Fans of the 2002 MTV classic animated series, Clone High, learned last June that a reimagined version of the cult-beloved series about cloned high-school teenagers was in development from creators/executive producers Phil Lord, Chris Miller and Bill Lawrence, and former series writer-turned-showrunner, Erica Rivinoja (South Park). Suzanna Makkos, EVP of Original Comedy and Adult Animation at HBO Max, confirmed today the new incarnation has been given a two-season order as part of HBO Max's adult animation slate.
No details on whether any of the original voice cast, including Will Forte, Donald Faison, Christa Miller, and Lord and Miller, will return or when the series will be set, or premiere.
The other big animated series news is that the Scooby-Doo Mystery gang's resident brain, Velma Dinkley, is getting her own adult-skewing origin story.
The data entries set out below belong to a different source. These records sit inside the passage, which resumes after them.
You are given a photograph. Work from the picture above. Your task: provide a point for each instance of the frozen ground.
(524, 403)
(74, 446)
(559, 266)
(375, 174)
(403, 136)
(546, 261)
The bespectacled sleuth's series is called Velma and she will be voiced by executive producer Mindy Kaling (The Office), who joins an esteemed list of comedic actors that have voiced or played the character including Linda Cardellini (Dead to Me), Mindy Cohn (The Facts of Life), and Kate Micucci (Steven Universe).
In this series, audiences will get to see the back story of the brainiac of the bunch, and perhaps solve the mystery of why she likes orange-wear so much. We shall see. No other cast was announced, nor a release date, but executive producers Charlie Grandy, Howard Klein and Sam Register will join Kaling on the creative team.
In another project, Saturday Night Live's Pete Davidson will lend his voice and executive produce Fired on Mars with Carson Mell (Silicon Valley) and Dave Sirus. The animated workplace comedy will be set five-minutes in the future on the Martian campus of a modern tech company. No other details were revealed.
There are also several genre related adult animated Max Originals graduating to the next stage of development including The Office comedian/musician Ed Helms' Uncanny Valley. The premise of the series has three domestic helper robots trying to assume the identities of their users they accidentally killed, and live among us.
And last but not least, creator Brian Michael Bendis and artist David Mack's Eisner nominated DC comic series, Cover, will get adapted into an animated espionage thriller which Bendis will write and Mack will direct. Rooster Teeth Studios will produce.